Matrix Algebra

列表示 \[ A=\left[\begin{array}{llll} \mathbf{a}_1 & \mathbf{a}_2 & \cdots & \mathbf{a}_n \end{array}\right] \]

定理 基本运算

Let \(A,B,C\) be matrices of the same size, and \(r,s\) be scalars

  • \(A+B=B+A\)
  • \((A+B)+C=A+(B+C)\)
  • \(A+0=A\)
  • \(r(A+B)=rA+rB\)
  • \((r+s)A = rA + sA\)
  • \(r(sA)=(rs)A\)

scalar 可以交换位置 \[ \lambda(\boldsymbol{B} \boldsymbol{C})=(\lambda \boldsymbol{B}) \boldsymbol{C}=\boldsymbol{B}(\lambda \boldsymbol{C})=(\boldsymbol{B} \boldsymbol{C}) \lambda, \quad \boldsymbol{B} \in \mathbb{R}^{m \times n}, \boldsymbol{C} \in \mathbb{R}^{n \times k} \] transpose 不影响 \[ (\lambda \boldsymbol{C})^{\top}=\boldsymbol{C}^{\top} \lambda^{\top}=\boldsymbol{C}^{\top} \lambda=\lambda \boldsymbol{C} \]

Matrix Multiplication

When matrix \(B\) multiplies a vector \(x\) , it transfer \(x\) into vector \(Bx\)

image-20240301080200127 \[ A(Bx)=(AB)x \] if \(A\) is \(m\times n\) , \(B\) is \(n \times p\) , and \(x\) in \(R^p\) \[ B \mathbf{x}=x_1 \mathbf{b}_1+\cdots+x_p \mathbf{b}_p \]

\[ \pi_U(\boldsymbol{x})=\sum_{i=1}^m \lambda_i \boldsymbol{b}_i=\boldsymbol{B} \boldsymbol{\lambda}, \]

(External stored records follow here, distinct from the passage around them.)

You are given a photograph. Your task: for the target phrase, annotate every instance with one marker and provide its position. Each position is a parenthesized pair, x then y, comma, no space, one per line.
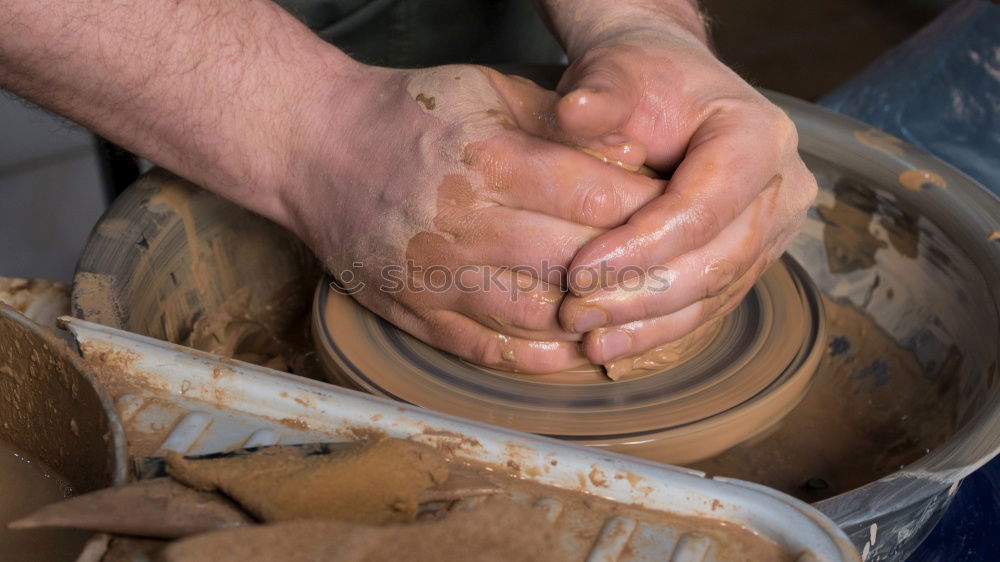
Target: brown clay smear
(880,140)
(498,528)
(372,483)
(233,330)
(917,179)
(871,410)
(667,355)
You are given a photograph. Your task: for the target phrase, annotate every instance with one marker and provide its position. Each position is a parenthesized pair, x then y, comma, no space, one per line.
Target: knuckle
(535,314)
(597,206)
(700,224)
(487,351)
(782,128)
(720,274)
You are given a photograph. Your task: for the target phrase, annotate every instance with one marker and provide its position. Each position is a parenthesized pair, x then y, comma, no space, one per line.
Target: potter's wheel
(737,384)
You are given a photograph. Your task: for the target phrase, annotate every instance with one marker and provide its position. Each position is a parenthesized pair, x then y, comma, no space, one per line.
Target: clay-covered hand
(440,202)
(737,193)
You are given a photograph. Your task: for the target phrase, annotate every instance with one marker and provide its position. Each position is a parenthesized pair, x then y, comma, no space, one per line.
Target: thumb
(595,110)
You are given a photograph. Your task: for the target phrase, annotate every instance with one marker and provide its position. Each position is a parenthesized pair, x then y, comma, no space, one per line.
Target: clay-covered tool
(462,481)
(158,508)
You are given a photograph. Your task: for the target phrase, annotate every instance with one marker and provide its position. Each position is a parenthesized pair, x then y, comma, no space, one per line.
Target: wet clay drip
(871,411)
(372,483)
(25,485)
(234,330)
(723,389)
(666,356)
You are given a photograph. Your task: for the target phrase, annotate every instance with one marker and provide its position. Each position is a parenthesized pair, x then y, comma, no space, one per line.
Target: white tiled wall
(51,193)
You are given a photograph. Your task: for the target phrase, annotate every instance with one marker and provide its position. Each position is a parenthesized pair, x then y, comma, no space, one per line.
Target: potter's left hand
(737,194)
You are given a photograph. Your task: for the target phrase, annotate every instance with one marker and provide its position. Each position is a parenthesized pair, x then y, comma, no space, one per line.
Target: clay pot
(928,247)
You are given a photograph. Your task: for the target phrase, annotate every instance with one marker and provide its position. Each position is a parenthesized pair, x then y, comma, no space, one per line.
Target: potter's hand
(441,206)
(737,194)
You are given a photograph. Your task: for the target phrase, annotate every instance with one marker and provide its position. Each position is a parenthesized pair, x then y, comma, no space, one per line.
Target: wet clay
(871,411)
(498,531)
(917,179)
(712,397)
(513,526)
(160,508)
(39,299)
(25,485)
(666,356)
(235,330)
(370,482)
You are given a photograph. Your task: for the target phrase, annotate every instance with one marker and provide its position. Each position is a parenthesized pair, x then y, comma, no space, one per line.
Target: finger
(470,340)
(511,302)
(725,169)
(702,273)
(600,100)
(634,338)
(537,244)
(529,173)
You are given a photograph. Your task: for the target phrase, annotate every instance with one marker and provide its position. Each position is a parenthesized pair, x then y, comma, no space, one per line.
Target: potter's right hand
(443,201)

\[ A B=A\left[\begin{array}{llll} \mathbf{b}_1 & \mathbf{b}_2 & \cdots & \mathbf{b}_p \end{array}\right]=\left[\begin{array}{llll} A \mathbf{b}_1 & A \mathbf{b}_2 & \cdots & A \mathbf{b}_p \end{array}\right] \]

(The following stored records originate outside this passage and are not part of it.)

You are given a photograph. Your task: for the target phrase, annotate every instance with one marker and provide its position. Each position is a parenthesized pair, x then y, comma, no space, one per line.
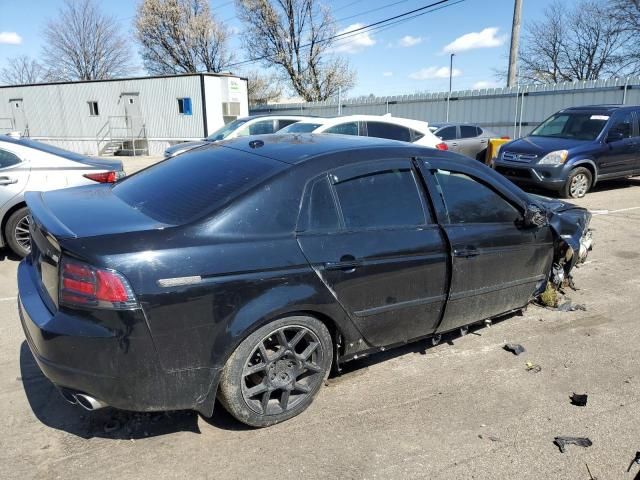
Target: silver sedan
(29,165)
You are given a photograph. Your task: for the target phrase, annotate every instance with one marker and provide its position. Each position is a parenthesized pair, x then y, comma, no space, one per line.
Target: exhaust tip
(88,402)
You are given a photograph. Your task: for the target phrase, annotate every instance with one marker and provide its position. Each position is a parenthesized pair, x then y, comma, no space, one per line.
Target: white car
(380,126)
(240,127)
(29,165)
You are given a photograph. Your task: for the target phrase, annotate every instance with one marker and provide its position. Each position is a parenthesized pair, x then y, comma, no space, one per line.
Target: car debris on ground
(562,442)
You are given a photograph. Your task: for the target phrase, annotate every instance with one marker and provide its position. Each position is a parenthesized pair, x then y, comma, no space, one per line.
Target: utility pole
(515,42)
(450,82)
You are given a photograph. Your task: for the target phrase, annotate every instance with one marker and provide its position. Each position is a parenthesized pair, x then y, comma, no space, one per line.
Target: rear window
(192,185)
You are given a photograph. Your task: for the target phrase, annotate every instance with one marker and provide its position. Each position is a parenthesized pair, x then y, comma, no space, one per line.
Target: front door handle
(8,181)
(347,263)
(466,252)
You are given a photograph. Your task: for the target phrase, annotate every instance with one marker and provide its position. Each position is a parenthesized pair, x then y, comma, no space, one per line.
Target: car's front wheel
(578,183)
(17,234)
(276,371)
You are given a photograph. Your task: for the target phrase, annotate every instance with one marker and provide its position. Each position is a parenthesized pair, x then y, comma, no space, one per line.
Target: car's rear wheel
(16,232)
(578,183)
(276,371)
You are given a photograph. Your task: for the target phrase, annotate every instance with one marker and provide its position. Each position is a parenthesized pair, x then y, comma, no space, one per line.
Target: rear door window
(188,187)
(388,130)
(8,159)
(349,128)
(470,201)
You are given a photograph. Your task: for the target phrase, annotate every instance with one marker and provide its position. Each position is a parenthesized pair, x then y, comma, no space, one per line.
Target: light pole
(450,82)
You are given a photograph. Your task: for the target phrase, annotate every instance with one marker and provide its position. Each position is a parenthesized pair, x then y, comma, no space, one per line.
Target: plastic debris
(562,442)
(532,367)
(579,400)
(514,348)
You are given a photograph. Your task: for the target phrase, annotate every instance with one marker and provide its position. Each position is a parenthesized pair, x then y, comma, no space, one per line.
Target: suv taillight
(104,177)
(82,285)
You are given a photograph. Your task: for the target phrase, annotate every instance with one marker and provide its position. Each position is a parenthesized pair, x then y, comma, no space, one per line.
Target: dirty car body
(382,242)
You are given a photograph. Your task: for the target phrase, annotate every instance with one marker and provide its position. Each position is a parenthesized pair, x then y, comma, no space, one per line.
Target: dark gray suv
(575,148)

\[ AD = [\lambda_1 A, \lambda_2 A, ... , \lambda_n A] \]

\(D\) is diagoal

定理 乘法的性质

\(I_m\) is \(m \times m\) identity matrix, \(I_m \mathbf{x} = \mathbf{x}\) , \(A\) is \(m\times n\), \(\mathbf{x}\) is in \(\mathbb{R}^m\)

  • \(A(BC)=(AB)C\)
  • \(A(B+C)=AB+AC\)
  • \((B+C)A=BA+CA\)
  • \(r(AB)=(rA)B=A(rB)\)
  • \(I_mA=A=AI_n\)

The Transpose of a Matrix

  • \((A^T)^T=A\)
  • \((A+B)^T=A^T + B^T\)
  • \((rA)^T=r(A^T)\)
  • \((AB)^T=B^TA^T\)

inverse matrix

  • \(A^{-1}A=AA^{-1}=I\)

  • \((A^{-1})^{-1}=A\)

  • \((AB)^{-1}=B^{-1}A^{-1}\)

  • \((A^T)^{-1}= (A^{-1})^T\)

vector space and subspaces

vector space

vector space is nonempty set \(V\) of vectors.

  • 两个向量相加在里面
  • 和scalar 乘在里面
  • \(0\in V\)

subspace

vector space 且是另一个vector space 的子集

The Null Space of a Matrix

\(Ax=0\) , the set of \(x\) is the null space of \(A\)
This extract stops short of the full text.